The heartbeat arrival times are interpreted by an implementation of The Phi Accrual Failure Detector by Hayashibara et al.
Failure Detector Heartbeats
Heartbeats are sent every second by default, which is configurable. They are performed in a request/reply handshake, and the replies are input to the failure detector.
The suspicion level of failure is represented by a value called phi. The basic idea of the phi failure detector is to express the value of phi on a scale that is dynamically adjusted to reflect current network conditions.
The value of phi is calculated as:
phi = -log10(1 - F(timeSinceLastHeartbeat))
where F is the cumulative distribution function of a normal distribution with mean and standard deviation estimated from historical heartbeat inter-arrival times.
An accrual failure detector decouples monitoring and interpretation. That makes them applicable to a wider area of scenarios and more adequate to build generic failure detection services. The idea is that it is keeping a history of failure statistics, calculated from heartbeats received from other nodes, and is trying to do educated guesses by taking multiple factors, and how they accumulate over time, into account in order to come up with a better guess if a specific node is up or down. Rather than only answering “yes” or “no” to the question “is the node down?” it returns a phi
value representing the likelihood that the node is down.

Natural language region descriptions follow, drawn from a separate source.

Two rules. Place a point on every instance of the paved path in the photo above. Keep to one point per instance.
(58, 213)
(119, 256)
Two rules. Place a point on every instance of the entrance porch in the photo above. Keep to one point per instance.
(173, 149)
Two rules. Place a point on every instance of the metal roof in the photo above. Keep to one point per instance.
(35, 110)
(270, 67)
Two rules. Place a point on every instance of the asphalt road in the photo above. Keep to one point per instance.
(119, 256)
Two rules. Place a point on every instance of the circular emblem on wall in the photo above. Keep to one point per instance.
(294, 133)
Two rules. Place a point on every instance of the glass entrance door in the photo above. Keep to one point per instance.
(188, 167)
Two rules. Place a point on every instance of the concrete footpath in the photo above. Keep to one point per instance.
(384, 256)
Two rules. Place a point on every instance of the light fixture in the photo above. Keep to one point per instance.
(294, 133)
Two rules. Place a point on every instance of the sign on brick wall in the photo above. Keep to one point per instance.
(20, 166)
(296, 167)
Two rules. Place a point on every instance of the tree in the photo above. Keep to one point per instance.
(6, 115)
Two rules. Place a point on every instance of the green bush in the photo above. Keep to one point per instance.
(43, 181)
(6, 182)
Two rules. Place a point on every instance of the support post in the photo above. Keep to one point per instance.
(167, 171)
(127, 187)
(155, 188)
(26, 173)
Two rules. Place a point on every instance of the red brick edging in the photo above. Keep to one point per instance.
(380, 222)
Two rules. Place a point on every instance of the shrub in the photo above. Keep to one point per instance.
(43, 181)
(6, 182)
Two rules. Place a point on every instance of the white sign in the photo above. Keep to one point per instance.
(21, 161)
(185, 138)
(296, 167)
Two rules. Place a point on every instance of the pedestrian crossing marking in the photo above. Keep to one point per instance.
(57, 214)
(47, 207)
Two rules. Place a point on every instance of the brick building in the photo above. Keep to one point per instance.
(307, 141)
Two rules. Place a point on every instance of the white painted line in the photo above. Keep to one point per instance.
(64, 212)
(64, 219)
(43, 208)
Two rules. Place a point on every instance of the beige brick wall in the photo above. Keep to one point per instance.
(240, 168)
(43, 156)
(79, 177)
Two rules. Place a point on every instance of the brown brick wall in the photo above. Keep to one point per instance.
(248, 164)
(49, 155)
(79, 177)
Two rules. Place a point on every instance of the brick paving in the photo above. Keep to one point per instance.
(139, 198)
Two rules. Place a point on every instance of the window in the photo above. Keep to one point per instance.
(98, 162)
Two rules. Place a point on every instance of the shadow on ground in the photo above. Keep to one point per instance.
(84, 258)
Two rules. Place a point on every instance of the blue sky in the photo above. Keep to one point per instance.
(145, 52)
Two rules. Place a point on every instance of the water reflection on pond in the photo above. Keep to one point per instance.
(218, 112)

The following chart illustrates how phi increase with increasing time since the previous heartbeat.
Phi is calculated from the mean and standard deviation of historical inter arrival times. The previous chart is an example for standard deviation of 200 ms. If the heartbeats arrive with less deviation the curve becomes steeper, i.e. it is possible to determine failure more quickly. The curve looks like this for a standard deviation of 100 ms.

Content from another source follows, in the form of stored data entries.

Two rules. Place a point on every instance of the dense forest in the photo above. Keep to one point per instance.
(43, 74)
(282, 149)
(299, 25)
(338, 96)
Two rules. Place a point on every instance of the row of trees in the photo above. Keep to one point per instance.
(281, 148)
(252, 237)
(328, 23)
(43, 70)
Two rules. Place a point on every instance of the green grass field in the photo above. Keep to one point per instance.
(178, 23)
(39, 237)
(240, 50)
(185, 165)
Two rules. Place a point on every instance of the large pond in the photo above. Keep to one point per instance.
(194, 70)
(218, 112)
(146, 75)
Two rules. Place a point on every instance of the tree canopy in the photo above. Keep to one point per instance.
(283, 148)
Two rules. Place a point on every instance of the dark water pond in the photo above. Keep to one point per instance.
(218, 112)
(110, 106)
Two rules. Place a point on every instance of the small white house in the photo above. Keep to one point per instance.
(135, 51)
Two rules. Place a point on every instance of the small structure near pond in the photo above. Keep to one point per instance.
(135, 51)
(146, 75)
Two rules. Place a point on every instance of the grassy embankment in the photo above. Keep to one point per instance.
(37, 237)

To be able to survive sudden abnormalities, such as garbage collection pauses and transient network failures the failure detector is configured with a margin, which you may want to adjust depending on you environment. This is how the curve looks like for failure-detector.acceptable-heartbeat-pause
configured to 3 seconds.
Logging
When the Cluster failure detector observes another node as unreachable it will log:
Marking node(s) as UNREACHABLE
and if it becomes reachable again:
Marking node(s) as REACHABLE
There is also a warning when the heartbeat arrival interval exceeds 2/3 of the acceptable-heartbeat-pause
heartbeat interval is growing too large
If you see false positives, as indicated by frequent UNREACHABLE
followed by REACHABLE
logging, you can increase the acceptable-heartbeat-pause
if you suspect that your environment is more unstable than what is tolerated by the default value. However, it can be good to investigate the reason so that it is not caused by long (unexpected) garbage collection pauses, overloading the system, too restrictive CPU quotas settings, and similar.
akka.cluster.failure-detector.acceptable-heartbeat-pause = 7s
Another log message to watch out for that typically requires investigation of the root cause:
Scheduled sending of heartbeat was delayed
Failure Detector Threshold
The threshold
that is the basis for the calculation is configurable by the user, but typically it’s enough to configure the acceptable-heartbeat-pause
as described above.
- A low
threshold
is prone to generate many false positives but ensures a quick detection in the event of a real crash. - Conversely, a high
threshold
generates fewer mistakes but needs more time to detect actual crashes. - The default
threshold
is 8 and is appropriate for most situations. However in cloud environments, such as Amazon EC2, the value could be increased to 12 in order to account for network issues that sometimes occur on such platforms.